The Supreme Court ruled 5-4 in the case of Carpenter v United States, and the ruling has major implications for privacy rights in New York and elsewhere. The court determined that authorities needed a warrant to access the man’s cell site location information (CSLI). Prior to the Carpenter decision, officers only needed to have a good reason to believe that accessing this information would legitimately help in a given matter.

The plaintiff in the Carpenter case was a man who was taken into custody for robbery based on CSLI. Based on this information, authorities were able to track his whereabouts for 127 days prior to apprehending him. Legal precedent said that there was no right to privacy when it came to information handed over to a third-party. However, most people have no choice as to the data transmitted from a phone to a cell tower or other collection point.

Justice Roberts chose to side with the four more liberal justices while all four conservatives wrote their own dissents. Roberts found that the amount of detailed data that could be collected was far greater than the basic data that could be gleaned from a landline telephone. By limiting the ability of authorities to access this information, the court’s ruling is seen as a modernization of the Fourth Amendment.

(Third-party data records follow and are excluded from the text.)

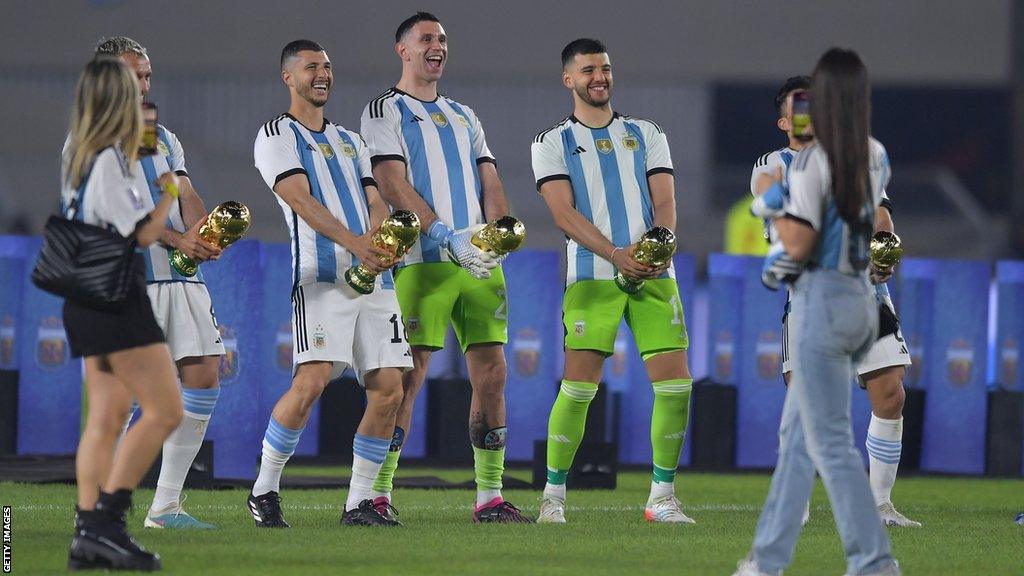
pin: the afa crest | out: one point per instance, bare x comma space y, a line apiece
769, 353
438, 119
724, 354
51, 344
326, 150
1009, 363
283, 341
526, 347
228, 362
7, 341
960, 361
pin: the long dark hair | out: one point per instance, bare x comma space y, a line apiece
841, 114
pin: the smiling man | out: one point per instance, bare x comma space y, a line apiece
430, 156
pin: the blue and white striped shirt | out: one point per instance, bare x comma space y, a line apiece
441, 144
608, 168
336, 163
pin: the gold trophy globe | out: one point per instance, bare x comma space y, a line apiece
225, 224
501, 237
886, 251
655, 247
397, 234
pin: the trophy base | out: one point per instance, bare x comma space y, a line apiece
358, 282
627, 285
182, 264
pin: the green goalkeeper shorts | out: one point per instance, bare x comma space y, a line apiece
593, 310
431, 294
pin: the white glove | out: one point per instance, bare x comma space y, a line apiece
463, 252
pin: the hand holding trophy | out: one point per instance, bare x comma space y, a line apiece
225, 224
654, 248
396, 235
887, 250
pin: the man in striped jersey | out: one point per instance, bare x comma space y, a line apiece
181, 304
881, 372
322, 177
607, 178
430, 156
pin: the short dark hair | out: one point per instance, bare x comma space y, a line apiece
792, 84
412, 21
118, 45
296, 46
582, 46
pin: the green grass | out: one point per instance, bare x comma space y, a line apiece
968, 529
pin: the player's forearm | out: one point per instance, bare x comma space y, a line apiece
193, 208
584, 233
884, 220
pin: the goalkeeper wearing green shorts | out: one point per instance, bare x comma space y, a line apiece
429, 155
607, 178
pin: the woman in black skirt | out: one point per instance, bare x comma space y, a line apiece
124, 350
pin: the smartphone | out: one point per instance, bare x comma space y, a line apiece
148, 146
802, 116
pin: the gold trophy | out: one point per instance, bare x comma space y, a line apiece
655, 247
225, 224
501, 237
886, 251
397, 234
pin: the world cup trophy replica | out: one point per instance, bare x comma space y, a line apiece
225, 224
655, 247
886, 251
396, 235
501, 237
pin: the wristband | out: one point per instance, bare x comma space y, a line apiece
171, 189
438, 232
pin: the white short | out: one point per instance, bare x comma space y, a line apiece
185, 315
886, 352
334, 323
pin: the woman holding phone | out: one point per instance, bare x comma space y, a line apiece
124, 350
835, 187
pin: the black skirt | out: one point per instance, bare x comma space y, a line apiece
92, 331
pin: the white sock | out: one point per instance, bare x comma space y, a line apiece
485, 495
885, 445
179, 451
659, 489
271, 464
361, 486
556, 491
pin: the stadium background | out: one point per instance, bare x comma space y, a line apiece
948, 103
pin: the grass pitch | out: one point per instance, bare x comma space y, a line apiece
968, 529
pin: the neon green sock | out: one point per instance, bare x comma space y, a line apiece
668, 425
489, 465
386, 476
566, 425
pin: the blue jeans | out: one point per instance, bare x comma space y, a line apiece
833, 323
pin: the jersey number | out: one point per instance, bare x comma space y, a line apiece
677, 310
398, 332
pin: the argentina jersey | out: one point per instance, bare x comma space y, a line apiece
336, 163
811, 202
170, 157
441, 144
607, 168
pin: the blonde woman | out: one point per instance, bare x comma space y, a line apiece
124, 351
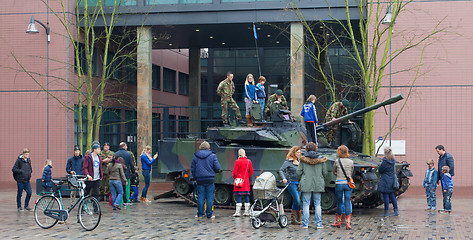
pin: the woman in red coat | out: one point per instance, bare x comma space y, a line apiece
242, 169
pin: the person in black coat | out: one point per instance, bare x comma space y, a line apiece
22, 174
445, 159
385, 186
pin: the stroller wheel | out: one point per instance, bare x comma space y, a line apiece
282, 221
256, 222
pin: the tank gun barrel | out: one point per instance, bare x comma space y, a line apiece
360, 112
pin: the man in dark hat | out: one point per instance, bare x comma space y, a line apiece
92, 168
277, 98
106, 155
338, 109
74, 164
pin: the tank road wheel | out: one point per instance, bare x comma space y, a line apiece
282, 221
223, 195
256, 222
287, 201
182, 186
328, 200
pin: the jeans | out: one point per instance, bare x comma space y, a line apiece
23, 186
247, 198
92, 185
134, 197
386, 198
205, 193
316, 196
431, 197
261, 103
343, 194
116, 187
147, 177
447, 199
296, 196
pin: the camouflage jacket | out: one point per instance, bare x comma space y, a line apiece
226, 88
335, 111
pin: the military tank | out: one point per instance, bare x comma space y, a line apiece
267, 146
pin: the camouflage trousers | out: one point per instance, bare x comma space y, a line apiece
104, 186
225, 102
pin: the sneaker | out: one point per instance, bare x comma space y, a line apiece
444, 211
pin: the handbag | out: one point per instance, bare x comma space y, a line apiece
396, 181
239, 181
351, 183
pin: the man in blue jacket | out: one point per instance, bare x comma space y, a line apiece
310, 118
203, 168
445, 159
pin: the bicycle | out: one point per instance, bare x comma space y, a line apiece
49, 209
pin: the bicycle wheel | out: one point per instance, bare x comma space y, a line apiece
89, 213
46, 203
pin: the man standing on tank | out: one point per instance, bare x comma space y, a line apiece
445, 159
225, 90
338, 109
130, 168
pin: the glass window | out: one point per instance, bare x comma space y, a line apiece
183, 127
156, 77
183, 84
169, 80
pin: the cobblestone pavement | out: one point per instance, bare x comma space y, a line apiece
173, 219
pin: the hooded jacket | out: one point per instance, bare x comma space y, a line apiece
47, 177
22, 169
204, 166
312, 172
386, 172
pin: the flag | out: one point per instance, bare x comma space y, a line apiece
254, 32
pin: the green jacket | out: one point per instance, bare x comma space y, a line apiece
226, 88
311, 173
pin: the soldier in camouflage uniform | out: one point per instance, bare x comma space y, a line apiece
106, 155
278, 97
338, 109
225, 90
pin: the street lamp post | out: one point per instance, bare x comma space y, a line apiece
32, 29
387, 20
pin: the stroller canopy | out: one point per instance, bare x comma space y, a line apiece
265, 181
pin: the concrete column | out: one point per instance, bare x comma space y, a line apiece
144, 86
194, 90
297, 68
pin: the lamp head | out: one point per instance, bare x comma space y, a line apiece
32, 26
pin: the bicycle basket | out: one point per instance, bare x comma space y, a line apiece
73, 181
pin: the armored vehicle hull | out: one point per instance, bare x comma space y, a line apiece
267, 147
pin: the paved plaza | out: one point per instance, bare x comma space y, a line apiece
174, 219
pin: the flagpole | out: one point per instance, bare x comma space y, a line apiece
256, 44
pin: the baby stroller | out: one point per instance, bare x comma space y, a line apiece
268, 202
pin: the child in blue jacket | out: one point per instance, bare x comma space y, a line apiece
430, 184
447, 186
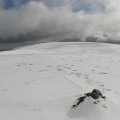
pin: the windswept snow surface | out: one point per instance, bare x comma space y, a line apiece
42, 82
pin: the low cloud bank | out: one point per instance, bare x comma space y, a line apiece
37, 21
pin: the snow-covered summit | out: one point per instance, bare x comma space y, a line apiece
43, 81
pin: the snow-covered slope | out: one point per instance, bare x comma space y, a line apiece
42, 82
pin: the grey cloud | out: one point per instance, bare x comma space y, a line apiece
36, 21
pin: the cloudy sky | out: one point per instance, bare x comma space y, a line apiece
58, 19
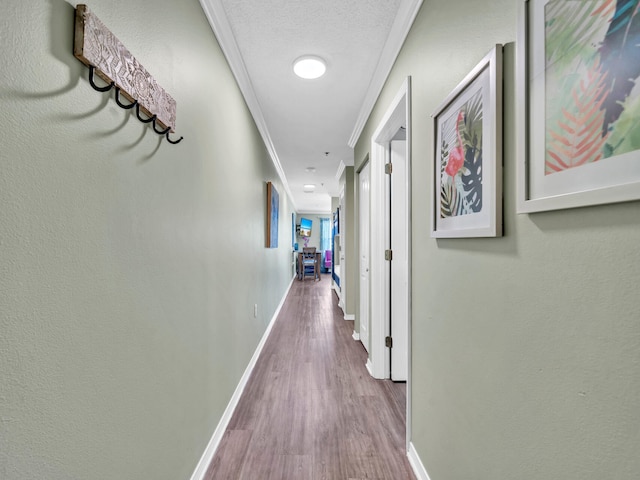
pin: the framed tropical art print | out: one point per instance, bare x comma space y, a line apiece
467, 166
578, 63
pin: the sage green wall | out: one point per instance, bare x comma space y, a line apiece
526, 360
129, 267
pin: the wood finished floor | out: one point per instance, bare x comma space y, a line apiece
310, 410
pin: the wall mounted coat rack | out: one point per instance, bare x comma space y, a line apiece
96, 47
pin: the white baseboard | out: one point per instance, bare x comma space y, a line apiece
416, 464
369, 366
212, 446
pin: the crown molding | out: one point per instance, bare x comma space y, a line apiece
401, 26
340, 170
219, 23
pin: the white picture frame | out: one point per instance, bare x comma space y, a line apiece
467, 159
544, 180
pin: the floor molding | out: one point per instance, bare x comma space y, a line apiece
207, 456
416, 463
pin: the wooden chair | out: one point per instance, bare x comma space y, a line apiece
309, 263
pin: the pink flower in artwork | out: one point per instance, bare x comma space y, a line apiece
456, 155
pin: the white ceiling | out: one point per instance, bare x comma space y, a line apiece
301, 120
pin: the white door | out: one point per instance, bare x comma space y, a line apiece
364, 187
399, 318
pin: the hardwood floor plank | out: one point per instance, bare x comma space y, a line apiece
310, 409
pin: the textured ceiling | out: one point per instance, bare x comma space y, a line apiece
300, 119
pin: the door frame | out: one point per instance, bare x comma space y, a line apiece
364, 297
397, 115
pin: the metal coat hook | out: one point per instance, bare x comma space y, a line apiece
172, 141
144, 120
160, 132
127, 106
123, 105
93, 83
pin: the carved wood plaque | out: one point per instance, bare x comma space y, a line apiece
95, 45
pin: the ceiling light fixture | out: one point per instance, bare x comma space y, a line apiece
309, 67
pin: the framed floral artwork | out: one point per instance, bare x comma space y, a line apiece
467, 166
578, 134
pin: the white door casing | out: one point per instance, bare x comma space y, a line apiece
399, 321
364, 188
397, 116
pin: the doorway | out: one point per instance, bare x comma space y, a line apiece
390, 230
364, 187
390, 194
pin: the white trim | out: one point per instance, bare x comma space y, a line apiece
207, 457
397, 114
398, 34
340, 171
219, 22
369, 366
416, 464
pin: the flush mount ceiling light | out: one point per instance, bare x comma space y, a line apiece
309, 67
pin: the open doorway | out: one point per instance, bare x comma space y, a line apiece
390, 245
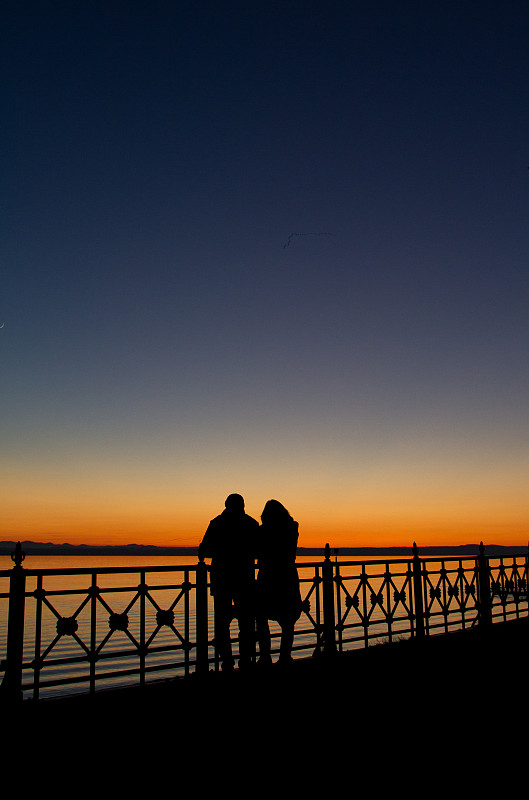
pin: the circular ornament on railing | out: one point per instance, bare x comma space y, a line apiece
118, 622
165, 617
67, 626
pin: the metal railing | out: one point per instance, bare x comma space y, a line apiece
78, 629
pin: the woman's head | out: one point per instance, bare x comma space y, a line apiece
274, 510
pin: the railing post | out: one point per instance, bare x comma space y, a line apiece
202, 616
484, 599
329, 643
12, 682
417, 593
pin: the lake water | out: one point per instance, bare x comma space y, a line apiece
376, 600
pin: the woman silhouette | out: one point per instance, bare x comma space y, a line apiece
278, 594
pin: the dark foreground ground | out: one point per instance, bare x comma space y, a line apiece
455, 706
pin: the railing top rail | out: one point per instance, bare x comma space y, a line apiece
102, 570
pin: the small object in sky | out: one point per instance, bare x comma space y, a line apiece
287, 243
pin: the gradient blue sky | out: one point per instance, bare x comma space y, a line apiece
167, 341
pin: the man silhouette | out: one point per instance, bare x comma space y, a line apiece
230, 542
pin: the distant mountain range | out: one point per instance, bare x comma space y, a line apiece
51, 549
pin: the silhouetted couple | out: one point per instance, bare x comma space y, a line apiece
233, 541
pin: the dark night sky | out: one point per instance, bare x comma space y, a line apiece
167, 340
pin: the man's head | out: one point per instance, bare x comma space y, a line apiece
235, 504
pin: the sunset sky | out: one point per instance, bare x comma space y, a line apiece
275, 248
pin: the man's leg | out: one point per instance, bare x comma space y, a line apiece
223, 617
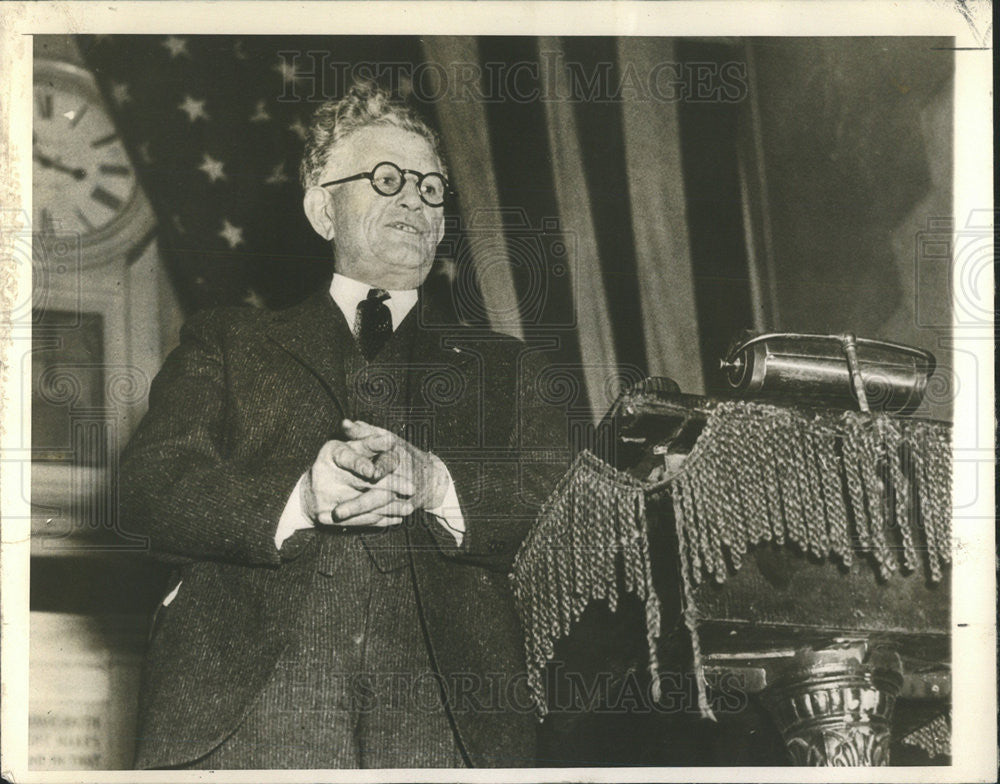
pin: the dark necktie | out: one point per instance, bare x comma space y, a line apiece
374, 322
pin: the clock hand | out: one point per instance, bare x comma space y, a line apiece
53, 163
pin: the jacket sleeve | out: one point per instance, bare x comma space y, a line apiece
501, 499
179, 484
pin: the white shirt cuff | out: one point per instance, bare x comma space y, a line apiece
293, 518
449, 513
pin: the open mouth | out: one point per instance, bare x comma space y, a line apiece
406, 228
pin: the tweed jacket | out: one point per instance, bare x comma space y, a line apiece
236, 415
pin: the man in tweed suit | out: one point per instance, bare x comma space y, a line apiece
341, 596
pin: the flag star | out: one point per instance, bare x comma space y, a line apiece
212, 168
194, 109
277, 175
231, 234
298, 129
253, 299
119, 93
260, 113
177, 46
287, 71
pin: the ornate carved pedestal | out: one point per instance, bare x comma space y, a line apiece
834, 707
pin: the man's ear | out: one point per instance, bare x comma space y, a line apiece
319, 210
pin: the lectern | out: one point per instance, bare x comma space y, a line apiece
801, 548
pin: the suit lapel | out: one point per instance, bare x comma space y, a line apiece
316, 335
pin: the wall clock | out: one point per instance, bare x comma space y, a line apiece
84, 183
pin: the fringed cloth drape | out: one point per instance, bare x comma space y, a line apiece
834, 484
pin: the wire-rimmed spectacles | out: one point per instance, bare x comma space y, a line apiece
388, 179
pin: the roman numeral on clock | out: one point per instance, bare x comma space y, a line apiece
104, 140
115, 169
45, 106
106, 198
47, 226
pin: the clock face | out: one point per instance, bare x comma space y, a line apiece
83, 180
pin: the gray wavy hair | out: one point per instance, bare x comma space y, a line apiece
364, 105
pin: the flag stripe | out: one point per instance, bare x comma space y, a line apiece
466, 136
594, 330
659, 222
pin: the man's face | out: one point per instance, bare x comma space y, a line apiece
384, 241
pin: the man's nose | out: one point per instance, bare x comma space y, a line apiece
409, 196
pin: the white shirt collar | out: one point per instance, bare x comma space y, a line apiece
348, 292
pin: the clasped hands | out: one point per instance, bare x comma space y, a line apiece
372, 478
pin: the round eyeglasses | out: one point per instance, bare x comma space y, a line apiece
388, 179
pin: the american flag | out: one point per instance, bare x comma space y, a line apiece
215, 126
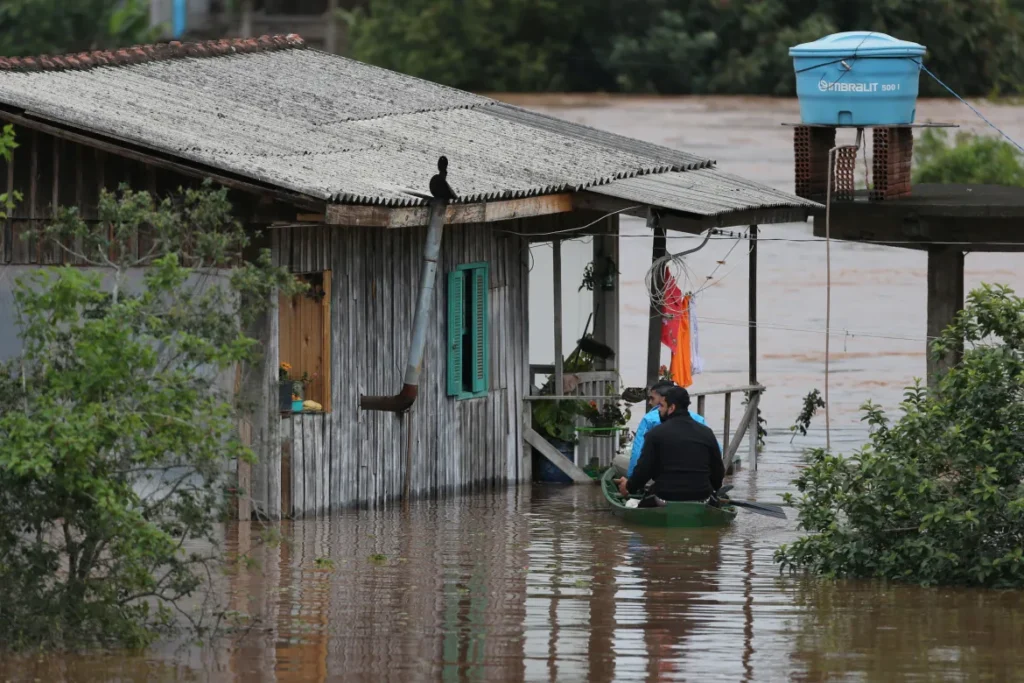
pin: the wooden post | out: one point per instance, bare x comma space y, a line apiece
331, 31
654, 324
271, 409
262, 398
247, 18
605, 303
556, 267
945, 299
752, 336
725, 430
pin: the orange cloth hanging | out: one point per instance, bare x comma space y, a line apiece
682, 364
676, 332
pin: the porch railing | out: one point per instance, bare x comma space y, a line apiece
593, 386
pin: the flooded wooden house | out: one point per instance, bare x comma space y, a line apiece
416, 328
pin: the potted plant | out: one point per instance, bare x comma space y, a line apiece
607, 418
291, 388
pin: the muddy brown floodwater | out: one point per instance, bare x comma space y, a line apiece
542, 584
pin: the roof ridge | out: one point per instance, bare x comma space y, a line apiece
153, 52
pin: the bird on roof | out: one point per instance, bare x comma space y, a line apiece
438, 184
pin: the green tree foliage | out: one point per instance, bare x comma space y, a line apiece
970, 159
116, 437
54, 27
7, 145
935, 498
675, 46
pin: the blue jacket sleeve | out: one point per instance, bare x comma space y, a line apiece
638, 444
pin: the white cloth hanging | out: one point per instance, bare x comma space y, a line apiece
695, 358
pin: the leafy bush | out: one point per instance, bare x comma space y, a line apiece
115, 436
54, 27
970, 159
936, 497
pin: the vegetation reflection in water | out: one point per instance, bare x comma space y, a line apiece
543, 584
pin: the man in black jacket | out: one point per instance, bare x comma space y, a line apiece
680, 455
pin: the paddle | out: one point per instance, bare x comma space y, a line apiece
760, 508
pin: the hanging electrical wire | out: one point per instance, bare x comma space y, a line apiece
668, 271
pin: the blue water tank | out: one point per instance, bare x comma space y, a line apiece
857, 78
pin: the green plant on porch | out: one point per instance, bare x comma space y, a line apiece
936, 496
7, 146
116, 436
556, 419
812, 401
608, 414
603, 278
298, 382
968, 159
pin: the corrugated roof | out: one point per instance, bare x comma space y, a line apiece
330, 127
707, 191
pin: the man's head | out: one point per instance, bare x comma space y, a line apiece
676, 399
655, 394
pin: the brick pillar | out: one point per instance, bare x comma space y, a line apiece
893, 154
811, 145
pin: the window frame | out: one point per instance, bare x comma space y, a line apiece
325, 332
468, 291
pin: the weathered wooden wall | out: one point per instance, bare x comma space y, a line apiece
456, 444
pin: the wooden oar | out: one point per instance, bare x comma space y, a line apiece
760, 508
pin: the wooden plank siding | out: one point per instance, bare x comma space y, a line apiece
359, 458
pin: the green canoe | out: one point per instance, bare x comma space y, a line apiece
682, 515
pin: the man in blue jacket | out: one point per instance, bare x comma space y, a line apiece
655, 396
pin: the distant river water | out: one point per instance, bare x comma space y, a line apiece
542, 584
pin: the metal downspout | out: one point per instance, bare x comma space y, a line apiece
403, 400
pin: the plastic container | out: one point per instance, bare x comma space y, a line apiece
857, 78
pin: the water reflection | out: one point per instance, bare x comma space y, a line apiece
543, 584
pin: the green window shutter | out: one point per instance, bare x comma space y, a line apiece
456, 331
481, 337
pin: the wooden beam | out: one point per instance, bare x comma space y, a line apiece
691, 222
605, 302
945, 299
752, 333
922, 232
741, 428
557, 459
153, 158
488, 212
556, 268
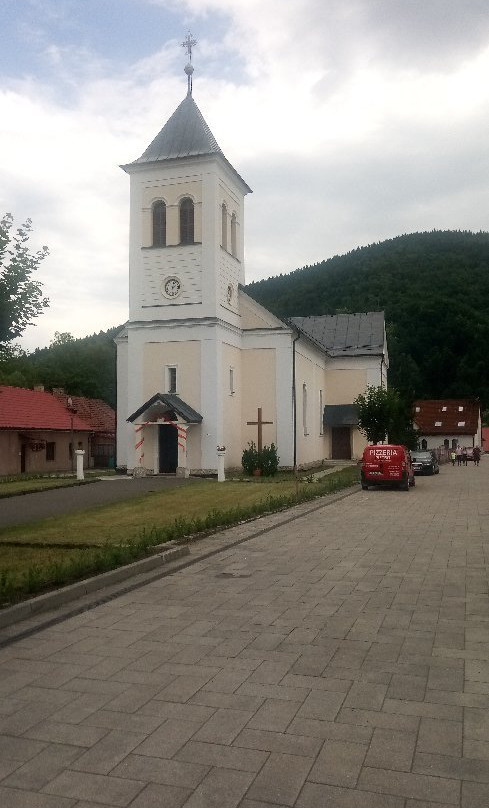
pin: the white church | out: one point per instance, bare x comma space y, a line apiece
200, 364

Regardless of the type of charge a person may face, he or she could face significant penalties if convicted. These penalties may include a fine, suspension of professional or other licenses and jail or prison time. It may also lead to a loss of voting rights or the ability to own a gun for many years. A criminal defense attorney may take steps to protect a defendant’s rights. This might include arguing that evidence was collected in an unconstitutional manner.